Above is a recent mural by Damian Walker in the New Lodge, in support of republican prisoners in Maghaberry, showing a single shirtless prisoner with a flower (? – see the close-up below) surrounded by three baton-wielding officers. Sponsored the 32-County Sovereignty Movement (web).
The fairy-tale covering painted over an LVF “North Belfast Rat Pack” mural is fading away to reveal the previous work. For the original LVF mural, see D01199.
The graffiti on the wall (see the third image, below, of the whole wall) – Welcome to LVF Land – has itself been scored out. There is also anti-LVF graffiti in the street.
“End British Internment – End Maghaberry Torture – Strip searches, isolation, controlled movement”. The board above at the top of Havana Street, Ardoyne, shows a a prison guard in Union colours beating a prisoner in the Tricolour’s green, white, and orange. On the left is the barbed wire symbol of the Irish Republican Prisoners Welfare Association (IRPWA) and on the right the emblems of the PSNI, the RUC, and MI5 are crossed out under a swastika. A wide shot, showing the CLG/GAA mural in the background, is below.

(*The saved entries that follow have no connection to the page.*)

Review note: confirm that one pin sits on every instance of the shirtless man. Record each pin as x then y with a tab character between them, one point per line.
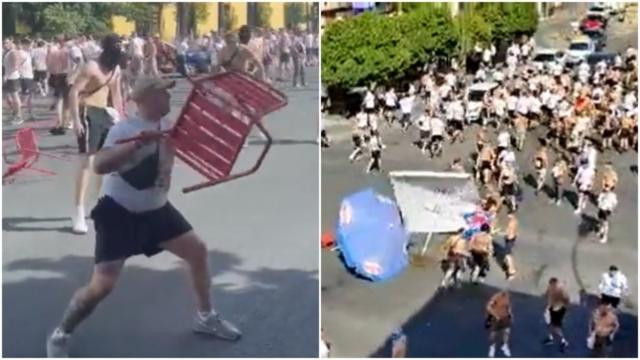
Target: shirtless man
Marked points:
485	164
509	241
499	319
480	247
58	65
520	125
96	81
559	171
540	163
237	56
557	302
602	328
455	249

Six of the seven New Lodge tower blocks each feature two hunger strikers, on the narrow sides of the building. Those featured are the ten who died in 1981 along with Frank Stagg and Michael Gaughan. Here are images of five of them. Above is Raymond McCreesh, below is Kieran Doherty with a tricolour and ‘Justice for the Craigavon 2’, third is Martin Hurson and a Palestinian flag, fourth is Francis Hughes, and fifth is Frank Stagg.
An annotated Google map and a table give the Irish, English and former names of the flats (“houses”) as well as their locations and the hunger strikers on each.
Religion and politics mix in this image of the Blessed Virgin Mary gazing at a recent mural at the bottom of Teach Na bhFıann/Fianna House (formerly Dill House) in the New Lodge. “Cumann Na mBan” in Irish is “the women’s organization/council/society” in English. The organization in question is the republican paramilitary group which was founded on April 2, 1914 and celebrates its 100th anniversary this year.
A Che Guevara quote – “I don’t care if I fall as long as someone else picks up my gun and keeps on shooting” – unifies two panels bearing masked men firing funeral volleys, Irish and Palestinian shields, and “Our day will come” in both Irish and Arabic.
Ligoniel (above) and New Lodge (below) copies of a JFTC2 (Justice for the Craigavon Two) stencil by Damian Walker of GaelForce. The Ligoniel location is proving controversial: Walker’s previous attempts have been painted over three times, according to an image in this 32 County Sovereignty post, which also alleges that Sınn Féın has been behind the removals. According to the Tele, a housing executive van was burnt out in response to one of the white-washings. There has been no such controversy in the New Lodge.
Previously: JFTC2 on the mountain | Justice in Hugo Street
The previous board in this location said “‘yes’ to a better future” beneath a tiger, a rainbow, and a DJ at his turntables (see an image at CCDL). That future, it seems, is to go back to a mural similar to the one prior to 2009 – You’re entering Loyalist Tiger’s Bay – though the explicit UDA/UFF insignia are gone, leaving only the clenched fist.
Bobby Sands’s poem The Rhythm Of Time, published in 1981 as part of Prison Poems, is printed in full along with images of Long Kesh and other prisons in which republican prisoners were held.
The work was launched 2014-08-10, to coincide with the anniversary of the introduction of interment in 1971 (see e.g. this BBC news report).